11.09.2020
Raumfahrt: Mit dem Erneuerbaren zu den Planetenräumen
Ein Bericht von Götz Warnke
Sonnenenergie und Weltraumfahrt haben eine lange gemeinsame Geschichte: Nachdem 1954 verschiedene US-Forscher-Teams praktisch gleichzeitig PV-Zellen präsentieren konnten, die mit einem akzeptablen Wirkungsgrad von 4 bis 6% Strom aus Sonnenstrahlung produzierten, flogen diese bereits 1958 mit Vanguard I - dem zweiten US-Satelliten - in den Weltraum. Dass die Zellen, unterstützt von einem Akku, den künstlichen Weltraumkörper immerhin bis 1964 mit Energie versorgen konnten, war ein großes Plus für die Durchsetzung der Photovoltaik auf diesem Gebiet. Denn in der Anfangszeit der Raumfahrt konkurrierten noch verschiedene Energietechniken um diesen profitablen Zukunftsmarkt: Radionuklidbatterien/Atombatterien, Thermoelektrische Elemente, Solar-Stirlingmotore, solare Dampfmaschinen mit geschlossenem Kreislauf etc.

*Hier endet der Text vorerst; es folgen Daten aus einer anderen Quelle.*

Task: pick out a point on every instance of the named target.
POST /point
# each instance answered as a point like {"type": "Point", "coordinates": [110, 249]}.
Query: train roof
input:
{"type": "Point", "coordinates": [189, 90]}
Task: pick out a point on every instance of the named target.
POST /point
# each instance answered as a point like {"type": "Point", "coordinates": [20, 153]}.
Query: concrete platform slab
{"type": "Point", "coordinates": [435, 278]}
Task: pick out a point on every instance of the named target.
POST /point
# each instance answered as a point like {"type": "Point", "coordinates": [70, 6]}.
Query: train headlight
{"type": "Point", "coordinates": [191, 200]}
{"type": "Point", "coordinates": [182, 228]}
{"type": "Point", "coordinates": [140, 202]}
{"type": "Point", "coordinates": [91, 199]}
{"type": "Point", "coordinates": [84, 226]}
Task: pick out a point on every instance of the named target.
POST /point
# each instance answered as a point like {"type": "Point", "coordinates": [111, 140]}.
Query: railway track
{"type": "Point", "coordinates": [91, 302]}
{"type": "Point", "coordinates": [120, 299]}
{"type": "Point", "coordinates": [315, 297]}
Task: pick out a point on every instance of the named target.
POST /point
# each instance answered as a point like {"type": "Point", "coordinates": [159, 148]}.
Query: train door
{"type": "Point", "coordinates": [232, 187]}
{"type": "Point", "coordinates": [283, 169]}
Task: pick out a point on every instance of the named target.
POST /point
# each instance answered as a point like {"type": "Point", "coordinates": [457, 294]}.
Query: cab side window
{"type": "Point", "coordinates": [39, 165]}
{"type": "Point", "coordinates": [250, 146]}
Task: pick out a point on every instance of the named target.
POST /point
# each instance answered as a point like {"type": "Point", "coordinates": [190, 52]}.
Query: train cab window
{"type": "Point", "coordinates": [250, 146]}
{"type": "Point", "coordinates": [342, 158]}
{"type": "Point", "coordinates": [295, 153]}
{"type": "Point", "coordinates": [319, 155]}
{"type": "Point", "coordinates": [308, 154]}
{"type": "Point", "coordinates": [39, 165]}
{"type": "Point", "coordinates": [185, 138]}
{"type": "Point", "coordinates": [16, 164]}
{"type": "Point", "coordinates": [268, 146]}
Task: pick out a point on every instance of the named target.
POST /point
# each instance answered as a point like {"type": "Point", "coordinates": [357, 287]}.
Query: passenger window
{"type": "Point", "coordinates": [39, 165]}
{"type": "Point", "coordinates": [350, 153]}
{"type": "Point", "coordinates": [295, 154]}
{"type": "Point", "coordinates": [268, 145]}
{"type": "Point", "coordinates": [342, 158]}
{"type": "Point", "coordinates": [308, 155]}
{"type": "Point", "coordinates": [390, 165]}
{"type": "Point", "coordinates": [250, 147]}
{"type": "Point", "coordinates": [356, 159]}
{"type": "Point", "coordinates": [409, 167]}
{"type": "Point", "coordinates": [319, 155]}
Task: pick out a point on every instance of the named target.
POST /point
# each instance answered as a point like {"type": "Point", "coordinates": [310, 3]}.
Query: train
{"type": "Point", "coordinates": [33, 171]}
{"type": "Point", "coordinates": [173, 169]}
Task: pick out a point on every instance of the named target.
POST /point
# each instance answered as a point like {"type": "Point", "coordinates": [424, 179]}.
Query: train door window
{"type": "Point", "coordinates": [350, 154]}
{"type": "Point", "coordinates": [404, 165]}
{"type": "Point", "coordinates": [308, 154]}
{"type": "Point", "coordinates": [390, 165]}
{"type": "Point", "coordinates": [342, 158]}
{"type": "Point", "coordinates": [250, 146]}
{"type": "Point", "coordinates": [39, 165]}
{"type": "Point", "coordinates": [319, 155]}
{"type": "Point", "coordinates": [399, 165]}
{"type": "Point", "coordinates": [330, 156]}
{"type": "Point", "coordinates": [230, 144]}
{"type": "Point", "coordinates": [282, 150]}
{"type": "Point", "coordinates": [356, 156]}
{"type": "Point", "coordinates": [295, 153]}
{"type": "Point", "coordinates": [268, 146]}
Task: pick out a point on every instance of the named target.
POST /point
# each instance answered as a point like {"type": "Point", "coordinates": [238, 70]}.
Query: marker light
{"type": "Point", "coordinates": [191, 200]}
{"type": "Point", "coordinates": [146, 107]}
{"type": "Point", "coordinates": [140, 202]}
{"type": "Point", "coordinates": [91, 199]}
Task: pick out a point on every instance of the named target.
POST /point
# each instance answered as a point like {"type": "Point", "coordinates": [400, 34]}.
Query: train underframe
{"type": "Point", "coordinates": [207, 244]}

Der jungen und aktiven Solarcommunity war die Bedeutung der Weltraumfahrt für die Entwicklung des eigenen Fachbereichs durchaus bewusst; in der Zeitschrift "Solar Energy" der International Solar Energy Society (ISES) finden sich schon früh viele entsprechende Publikationen wie "Solar-power sources for satellite applications" oder "Power sources for satellites and space vehicles". Selbst mögliche Reisen durch unser Sonnensystem mit Antrieben durch Sonnenwind-Segeln waren 1959 schon ein Thema: "Solar sailing-a practical method of propulsion within the solar system". Heute sind die - meist nachführbaren - PV-Paneele aus der Weltraumfahrt nicht mehr wegzudenken; sie versorgen von kleinen Satelliten bis zur Internationalen Raumstation ISS praktisch alle Raumfahrzeuge. Selbst Ionentriebwerke beziehen ihren benötigten Strom aus Solarzellen. Und die meisten Marssonden wurden per PV mit Energie versorgt, wobei z.B. "Spirit" und "Opportunity" ihre geplante Einsatzdauer von 90 Tagen auch dank der PV um viele Jahre übertrafen.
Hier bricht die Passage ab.